Scotland

Defibrillator revives Glendaruel village phone box

Girl Guide Heather Munro with the defibrillator machine
Image caption Heather Munro came up with the idea for a Guides competition

Life-saving equipment to treat cardiac arrest victims has been fitted into an unused phone box in an Argyll village.

The traditional red kiosk in Glendaruel now has a defibrillator machine which tells the user how to give treatment with step-by-step instructions.

The machine analyses the victim to determine if they are having a cardiac arrest.

If required, it delivers a powerful but controlled electric shock to restore normal heartbeat.

The equipment, paid for by BT under its Adopt A Kiosk scheme, is kept in a steel cabinet and can be opened with instructions from the Scottish Ambulance Service by calling 999.

It is the first phone box of its kind in Scotland and one of only five in the UK.

'Save lives'

Girl Guide Heather Munro, 16, came up with the idea during a competition held by 1st Glendaruel Guides to find the best use for the phone box. The group had just gained first aid certificates with the British Red Cross.

Heather's mother, Suzy Munro, a guide leader and member of Colintraive and Glendaruel Community Council, said: "We have a lot of visitors to the village, who come for the walking and our annual Cowalfest, and a number of the local businesses are in the tourist trade.

"We have seen people suffering from chest pain and heart-related symptoms and, sadly, there was a fatality just a few weeks ago. A defibrillator in the centre of the village will be a real asset and could help save lives in future."

The phone box was one of four bought by the community council for £1 each under Adopt A Kiosk because they were no longer needed as working payphones.

BT's Mark Johnson said: "Over the years many people have said that their local phone box was a lifeline. Now that everyone has a phone at home or a mobile that's no longer true.

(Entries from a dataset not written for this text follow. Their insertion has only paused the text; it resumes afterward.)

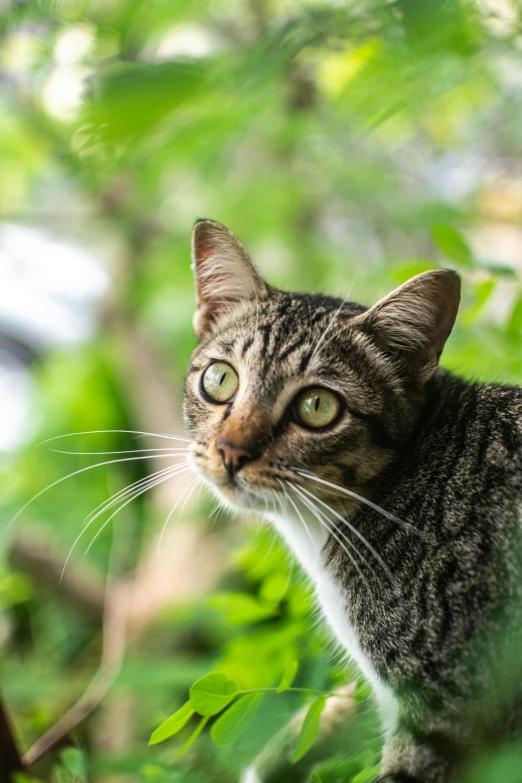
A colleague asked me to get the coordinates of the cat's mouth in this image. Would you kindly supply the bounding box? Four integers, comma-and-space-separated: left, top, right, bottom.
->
190, 454, 282, 509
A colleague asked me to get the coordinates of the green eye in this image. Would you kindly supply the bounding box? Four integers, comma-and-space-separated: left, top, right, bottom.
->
295, 389, 341, 429
201, 362, 239, 402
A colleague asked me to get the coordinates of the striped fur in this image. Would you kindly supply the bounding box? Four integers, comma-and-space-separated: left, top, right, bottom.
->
185, 221, 522, 783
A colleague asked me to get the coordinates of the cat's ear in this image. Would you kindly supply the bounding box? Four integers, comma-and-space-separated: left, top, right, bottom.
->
356, 269, 460, 380
192, 220, 269, 337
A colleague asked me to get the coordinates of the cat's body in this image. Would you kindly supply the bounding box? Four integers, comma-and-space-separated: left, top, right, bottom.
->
186, 221, 522, 783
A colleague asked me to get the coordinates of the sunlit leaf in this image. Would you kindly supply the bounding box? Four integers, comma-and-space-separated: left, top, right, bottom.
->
149, 702, 195, 745
60, 748, 87, 783
465, 280, 497, 323
507, 296, 522, 336
210, 693, 264, 748
176, 717, 209, 758
292, 697, 326, 764
277, 661, 299, 693
189, 672, 239, 716
431, 224, 473, 267
209, 593, 277, 625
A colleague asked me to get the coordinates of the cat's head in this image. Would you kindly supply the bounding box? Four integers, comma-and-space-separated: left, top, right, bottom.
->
185, 220, 460, 509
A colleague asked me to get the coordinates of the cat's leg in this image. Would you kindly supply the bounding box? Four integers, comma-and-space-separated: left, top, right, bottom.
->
378, 730, 456, 783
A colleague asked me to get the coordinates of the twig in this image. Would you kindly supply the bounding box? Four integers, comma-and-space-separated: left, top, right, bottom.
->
23, 582, 128, 767
0, 697, 23, 783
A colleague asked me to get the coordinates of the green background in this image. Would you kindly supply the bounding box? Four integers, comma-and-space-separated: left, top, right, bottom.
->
0, 0, 522, 783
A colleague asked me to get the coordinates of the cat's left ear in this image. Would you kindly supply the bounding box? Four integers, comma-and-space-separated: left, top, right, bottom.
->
192, 220, 269, 338
352, 269, 460, 381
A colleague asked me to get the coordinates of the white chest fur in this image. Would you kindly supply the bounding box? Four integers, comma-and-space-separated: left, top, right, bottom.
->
269, 509, 397, 733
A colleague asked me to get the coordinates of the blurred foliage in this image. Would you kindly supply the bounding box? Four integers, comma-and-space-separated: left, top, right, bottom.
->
0, 0, 522, 783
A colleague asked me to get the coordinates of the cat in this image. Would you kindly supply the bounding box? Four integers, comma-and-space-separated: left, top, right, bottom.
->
184, 220, 522, 783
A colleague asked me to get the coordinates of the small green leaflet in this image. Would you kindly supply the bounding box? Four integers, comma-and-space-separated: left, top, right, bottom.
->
60, 748, 87, 783
149, 702, 195, 745
208, 593, 277, 625
507, 297, 522, 337
210, 693, 264, 748
352, 765, 379, 783
189, 672, 239, 716
291, 697, 326, 764
431, 223, 474, 267
277, 661, 299, 693
177, 718, 210, 759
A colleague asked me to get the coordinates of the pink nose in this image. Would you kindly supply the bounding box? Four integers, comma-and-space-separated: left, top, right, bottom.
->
216, 438, 258, 477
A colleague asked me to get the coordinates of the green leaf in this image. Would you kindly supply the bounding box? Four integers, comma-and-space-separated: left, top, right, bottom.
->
210, 693, 264, 748
176, 717, 210, 759
352, 765, 380, 783
277, 661, 299, 693
189, 672, 239, 716
209, 593, 277, 625
149, 702, 195, 745
259, 573, 290, 604
292, 696, 326, 764
60, 748, 87, 781
506, 296, 522, 337
431, 224, 474, 267
464, 279, 497, 324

But kiosks fitted with defibrillator machines are genuine assets to their community and could be real lifesavers in the future.

"The most fantastic thing about the Adopt A Kiosk scheme has been how communities across the country have become involved.

"Red phone boxes have become a focal point for all sorts of activities of real value to the local community.

"It's so gratifying to see our old rarely used boxes given a new lease of life."

'Ideal locations'

The defibrillator was installed by the charity Community Heartbeat Trust, which provides defibrillation equipment for local communities.

Martin Fagan, trust national secretary, said: "Phone boxes are ideal locations for emergency medical equipment because they're often in the centre of a town or village.

"With something as serious as a cardiac arrest, time is of the essence and unfortunately the emergency services can't always reach country villages to apply defibrillators in the recommended five minutes."

The chance of survival decreases by 23% per minute following a cardiac arrest, according to the trust.

BT said payphone use has been falling for many years and the number of calls from payphones has fallen by about 80% in the past five years.

Last year no calls were made from about 8% (451) of the 5,373 payphones in Scotland. BT said it costs an average of £800 a year to maintain each phone.

The area with the most unused phone boxes in 2010 was Argyll and Bute, with 53, but even Scotland's largest cities had their share as Glasgow had seven unused kiosks and Edinburgh had eight.

BT said since it was introduced in 2008, the Adopt A Kiosk scheme had led to boxes being turned into art galleries, public libraries, exhibitions and information centres.